クルマでよく出てくるけどよくわからない言葉! 「プレミアム」ってどういう意味? (2/2ページ)

コンパクトカーにもプレミアムを謳うモデルがある

質感が重視される内装

 装備が豪華でも見た目が安そうに見えてしまったら、プレミアムを買った所有欲を満たすことができない。よく質感と呼ばれる部分だが、ここも大切なポイントだ。一番わかりやすいのが内装だろう。レザーシートは質感を高める装備としてよく挙げられるアイテムだが、意外とプレミアムと呼ばれているクルマのシートが全車レザーシートかと言われるとそうでもない。プレミアムと呼ばれていてもファブリックシートが標準とされているのはよくあることだ。

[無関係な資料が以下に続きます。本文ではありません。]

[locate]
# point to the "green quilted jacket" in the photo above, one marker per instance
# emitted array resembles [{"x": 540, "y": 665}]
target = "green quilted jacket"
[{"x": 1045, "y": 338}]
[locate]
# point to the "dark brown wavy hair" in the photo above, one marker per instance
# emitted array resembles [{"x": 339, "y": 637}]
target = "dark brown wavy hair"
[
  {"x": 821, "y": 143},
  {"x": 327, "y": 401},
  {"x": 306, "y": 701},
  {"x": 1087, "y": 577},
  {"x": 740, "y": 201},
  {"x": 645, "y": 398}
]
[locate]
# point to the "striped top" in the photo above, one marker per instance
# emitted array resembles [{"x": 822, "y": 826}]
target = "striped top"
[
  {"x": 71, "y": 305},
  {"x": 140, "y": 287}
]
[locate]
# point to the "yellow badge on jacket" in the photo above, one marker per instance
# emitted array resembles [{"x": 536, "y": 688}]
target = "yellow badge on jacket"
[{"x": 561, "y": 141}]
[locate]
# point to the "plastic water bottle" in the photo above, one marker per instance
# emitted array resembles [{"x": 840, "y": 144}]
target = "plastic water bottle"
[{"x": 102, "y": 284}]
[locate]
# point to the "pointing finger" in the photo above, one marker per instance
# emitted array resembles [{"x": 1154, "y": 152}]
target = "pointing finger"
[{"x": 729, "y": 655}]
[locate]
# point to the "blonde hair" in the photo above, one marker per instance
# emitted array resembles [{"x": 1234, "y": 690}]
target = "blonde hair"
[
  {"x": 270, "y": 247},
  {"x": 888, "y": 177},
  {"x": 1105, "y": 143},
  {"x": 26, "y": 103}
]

 ではプレミアムと呼ばれるモデルの内装の特徴的なポイントはどこにあるのだろうか? 一番わかりやすいのがプラスチック感のなさではないだろうか。とくにわかりやすいのがダッシュボードやドア内装だ。このポイントはシボ加工が施されたプラスチックが採用されることが多いが、そこにソフトパッドなどの柔らかな肌触りの素材を使用したり、その上からレザー(合皮含む)やファブリックなどを敷き詰めて、硬く冷たいプラスチック部分を可能な限り露出しない方向性のクルマがプレミアムと銘打つモデルには多い。

もちろん乗り心地も重要

 プレミアムと銘打つならば当然乗り心地も重要なポイントとなってくる。プレミアムと期待したのに乗り心地が悪かったらがっかりだ。乗り心地単体もそうだが、静粛性なども重要なポイントになってくると言えるだろう。これらのポイントは高価格帯のクルマであればこだわり抜くポイントと言える。

 しかし、近年はコンパクトカーでもプレミアムと表現するモデルもある。日産ノートオーラや現行ではなくなってしまったもののレクサスのCTなどがそれに該当する。これらのクルマは限られた制約のなかでもプレミアムを名乗るのにふさわしいメカニズム的なアプローチも行っている。たとえばノートオーラは全幅を40mm拡大し、より優れた乗り心地や安定性を実現。さらにノーマルのノート以上の遮音対策を実際している。CTはトヨタ・プリウスと同じプラットホームやパワートレインを使用しているものの、パフォーマンスダンパーや当時新開発のサスペンションなどを採用し、高級ブランドレクサスにふさわしいプレミアムを実現した。

 プレミアムという言葉を感じるポイントは明確な装備以外は絶対値的な評価が難しい。それはプレミアムが感性に訴えるものとして用いられているからかもしない。だからこそ、プレミアムと銘打つクルマは「ここに上質さや高級感を感じる」と言った印象の部分をかなり重視して、そして開発者たちがプレミアムをイメージして作り上げていることだろう。